The Bharatiya Janata Party is sitting on an awkward dilemma ahead of next year’s assembly polls in Delhi. And that is delaying its strategy. This, even as its main competitor the Aam Aadmi Party and its chief Arvind Kejriwal have actively and visibly started to announce a slew of freebies and launch ubiquitous advertising campaigns.
To take on brand Arvind Kejriwal, the BJP knows it needs a heavyweight — something it lacks in Delhi. But if it were to fight the polls entirely on Narendra Modi’s image, as it has done in many crucial state elections, it exposes the invincible Prime Minister to the vulnerability of losing in a direct Modi-Kejriwal contest.
Given the current politically unstable state of the Congress — which ruled the national capital for three straight terms before the Aam Aadmi Party (AAP) — the BJP knows it is only Kejriwal who poses the big challenge. But the party — known for its well-oiled election machinery and before-time preparedness — seems to be in two minds about what approach to take in Delhi in 2020.
In the 2015 Delhi assembly polls, the BJP took an atypical gamble by fielding former Indian Police Service officer Kiran Bedi as the party’s chief ministerial candidate.
The decision was a colossal disaster – and led to an unequivocal sweep for the AAP and a rout for other parties.
Many in the party later realised that Modi’s popularity could have helped salvage the lost opportunity to some extent, especially considering how the BJP has since performed in states where it fought entirely in Modi’s name — Uttar Pradesh and Tripura being the most notable ones.
In 2017, the BJP did well in Delhi’s municipal corporation elections when Modi’s face was plastered over all its campaigns.
Moreover, Modi is far stronger and more loved now than he was five years ago when Delhi elections were held. And in these last five years, Kejriwal’s sheen has somewhat waned.
Using Modi in Delhi is easier than it sounds. Kejriwal has belligerently and consistently challenged the Prime Minister, an attempt to punch above his weight of just being a chief minister and still project himself as an opposition leader who can match up to Modi.
Remember what can only be described as an amusing outburst calling PM Modi a “coward and psychopath” on Twitter?
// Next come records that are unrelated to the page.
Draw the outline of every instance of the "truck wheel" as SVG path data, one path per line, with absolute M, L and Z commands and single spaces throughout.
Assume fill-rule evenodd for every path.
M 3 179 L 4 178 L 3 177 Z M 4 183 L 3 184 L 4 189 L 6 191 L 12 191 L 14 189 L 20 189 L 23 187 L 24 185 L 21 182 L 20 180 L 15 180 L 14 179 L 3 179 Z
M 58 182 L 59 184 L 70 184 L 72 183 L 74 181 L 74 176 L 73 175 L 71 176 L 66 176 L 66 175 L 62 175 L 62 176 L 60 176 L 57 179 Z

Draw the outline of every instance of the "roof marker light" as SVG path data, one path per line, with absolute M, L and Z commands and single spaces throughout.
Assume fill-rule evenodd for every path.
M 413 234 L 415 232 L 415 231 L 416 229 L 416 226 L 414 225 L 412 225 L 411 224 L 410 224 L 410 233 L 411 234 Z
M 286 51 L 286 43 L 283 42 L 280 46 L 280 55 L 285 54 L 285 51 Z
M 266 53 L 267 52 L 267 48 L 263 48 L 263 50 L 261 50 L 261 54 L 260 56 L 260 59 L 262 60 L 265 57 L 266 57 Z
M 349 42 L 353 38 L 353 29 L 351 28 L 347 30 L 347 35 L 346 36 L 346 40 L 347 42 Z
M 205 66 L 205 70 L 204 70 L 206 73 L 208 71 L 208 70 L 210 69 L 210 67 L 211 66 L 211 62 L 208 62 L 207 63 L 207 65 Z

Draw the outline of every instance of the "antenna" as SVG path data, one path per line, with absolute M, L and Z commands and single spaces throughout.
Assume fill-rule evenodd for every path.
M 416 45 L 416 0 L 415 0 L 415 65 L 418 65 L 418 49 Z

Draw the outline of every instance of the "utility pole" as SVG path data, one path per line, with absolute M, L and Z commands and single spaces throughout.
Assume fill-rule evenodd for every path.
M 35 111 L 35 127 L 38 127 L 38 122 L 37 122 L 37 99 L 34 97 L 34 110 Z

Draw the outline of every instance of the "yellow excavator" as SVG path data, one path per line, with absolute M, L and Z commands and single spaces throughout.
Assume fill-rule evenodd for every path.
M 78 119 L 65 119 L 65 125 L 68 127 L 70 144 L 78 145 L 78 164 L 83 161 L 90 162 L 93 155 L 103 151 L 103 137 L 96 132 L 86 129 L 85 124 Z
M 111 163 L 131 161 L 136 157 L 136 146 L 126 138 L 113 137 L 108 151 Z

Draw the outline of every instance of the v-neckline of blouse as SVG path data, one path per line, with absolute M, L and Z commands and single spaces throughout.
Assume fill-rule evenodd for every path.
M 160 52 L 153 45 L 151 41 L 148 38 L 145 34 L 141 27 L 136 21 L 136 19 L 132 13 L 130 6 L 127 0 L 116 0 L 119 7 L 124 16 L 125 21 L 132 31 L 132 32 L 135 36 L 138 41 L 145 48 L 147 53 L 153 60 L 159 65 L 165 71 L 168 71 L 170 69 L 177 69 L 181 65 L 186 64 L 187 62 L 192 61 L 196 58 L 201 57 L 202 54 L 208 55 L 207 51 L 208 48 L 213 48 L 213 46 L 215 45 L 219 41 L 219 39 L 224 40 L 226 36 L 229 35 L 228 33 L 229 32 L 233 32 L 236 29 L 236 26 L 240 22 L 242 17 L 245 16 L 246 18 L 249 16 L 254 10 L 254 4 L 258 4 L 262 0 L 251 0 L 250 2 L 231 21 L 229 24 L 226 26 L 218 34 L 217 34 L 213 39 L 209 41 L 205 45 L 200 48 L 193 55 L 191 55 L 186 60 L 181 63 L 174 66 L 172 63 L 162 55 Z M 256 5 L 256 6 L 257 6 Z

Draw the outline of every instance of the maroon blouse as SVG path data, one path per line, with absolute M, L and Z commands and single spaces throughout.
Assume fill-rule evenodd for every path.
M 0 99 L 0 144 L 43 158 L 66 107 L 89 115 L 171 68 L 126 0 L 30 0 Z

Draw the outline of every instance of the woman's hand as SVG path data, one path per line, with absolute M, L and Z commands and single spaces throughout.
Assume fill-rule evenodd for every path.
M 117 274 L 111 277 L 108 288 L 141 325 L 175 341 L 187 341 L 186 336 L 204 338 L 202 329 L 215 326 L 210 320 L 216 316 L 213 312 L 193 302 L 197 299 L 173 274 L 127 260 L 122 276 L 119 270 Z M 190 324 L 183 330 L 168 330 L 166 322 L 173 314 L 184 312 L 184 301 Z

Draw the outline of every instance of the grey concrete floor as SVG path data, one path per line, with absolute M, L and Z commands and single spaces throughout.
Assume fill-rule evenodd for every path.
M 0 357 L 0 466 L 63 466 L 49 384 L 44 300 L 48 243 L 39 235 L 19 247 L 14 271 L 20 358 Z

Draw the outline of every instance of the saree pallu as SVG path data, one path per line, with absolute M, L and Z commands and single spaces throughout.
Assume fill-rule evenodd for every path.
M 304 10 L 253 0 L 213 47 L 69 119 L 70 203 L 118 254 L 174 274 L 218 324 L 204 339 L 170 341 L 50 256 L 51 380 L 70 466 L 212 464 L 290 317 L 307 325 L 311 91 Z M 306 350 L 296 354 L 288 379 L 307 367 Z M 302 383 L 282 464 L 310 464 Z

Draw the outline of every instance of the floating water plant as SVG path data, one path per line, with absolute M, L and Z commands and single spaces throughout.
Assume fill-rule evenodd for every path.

Modi is a coward and a psycopath
— Arvind Kejriwal (@ArvindKejriwal) December 15, 2015
Or remember his several run-ins with the Modi government over division of powers between Delhi and the Centre? A virulent tendency that he seems to have now temporarily put on hold ever since the BJP’s stunning performance in this year’s Lok Sabha elections.
Moreover, Kejriwal is no Rahul Gandhi. He will put up more than just a fight in the elections, on the basis of flaunting his five-year record, announcing freebies, engaging in refreshing brand of street politics and hold over crucial constituencies. The BJP knows the Delhi elections might not be a walkover for Modi and even the possibility of losing in a straight fight with Kejriwal can be a huge embarrassment to him, causing a dent in his Teflon-coated image and giving the Delhi chief minister a serious reason to gloat and shine.
Delhi isn’t going to be like Uttar Pradesh, where it was Modi versus a gathbandhan that he sought to portray as one that came together only to bring him down. It also won’t be like Tripura, where Modi was trying to dismantle a decades-old regime in a state where the BJP has no base. In fact, it won’t even be like West Bengal in 2021 where the ‘Mamata Banerjee versus Narendra Modi’ fight still gives the latter more room to justify not winning, given it is a state where the BJP has never ever held ground.
Merely making a good attempt against Kejriwal won’t be enough. He isn’t any naamdar (entitled dynast). He also isn’t perceived to be corrupt. Both Modi and Kejriwal have risen on their own and built their politics as well as popularity through their unique approach. So, losing to Kejriwal would mean Modi has been decisively defeated by someone who is absolutely on the same level, but has just managed to play the game better.
Lack of options
Besides other bottlenecks, the BJP also has fewer faces (if any) in Delhi.
Union Minister Harsh Vardhan, who is a Member of Parliament from the Chandni Chowk Lok Sabha constituency, had failed to deliver a decisive win as the BJP’s chief ministerial face in the 2013 polls. He is affable, but hardly the mass leader the BJP needs to counter Kejriwal.
Delhi BJP chief Manoj Tiwari is all colourful and newsy, with a strong Poorvanchali vote base, but little else. It’s other Delhi MPs — like Meenakshi Lekhi who may have done well for herself by defeating Congress bigwig Ajay Maken, but has little else going for her.
Former Delhi BJP president Satish Upadhyay is also a lightweight in the current context.
Delhi is no Rajasthan, or Madhya Pradesh, Chhattisgarh, Maharashtra or Haryana, where the BJP has powerful regional leaders it can count on. In the national capital, Modi seems to be the BJP’s best bet. And yet paradoxically, it is Modi who could end up exposing its biggest weakness if Kejriwal manages to trounce the unconquerable Prime Minister.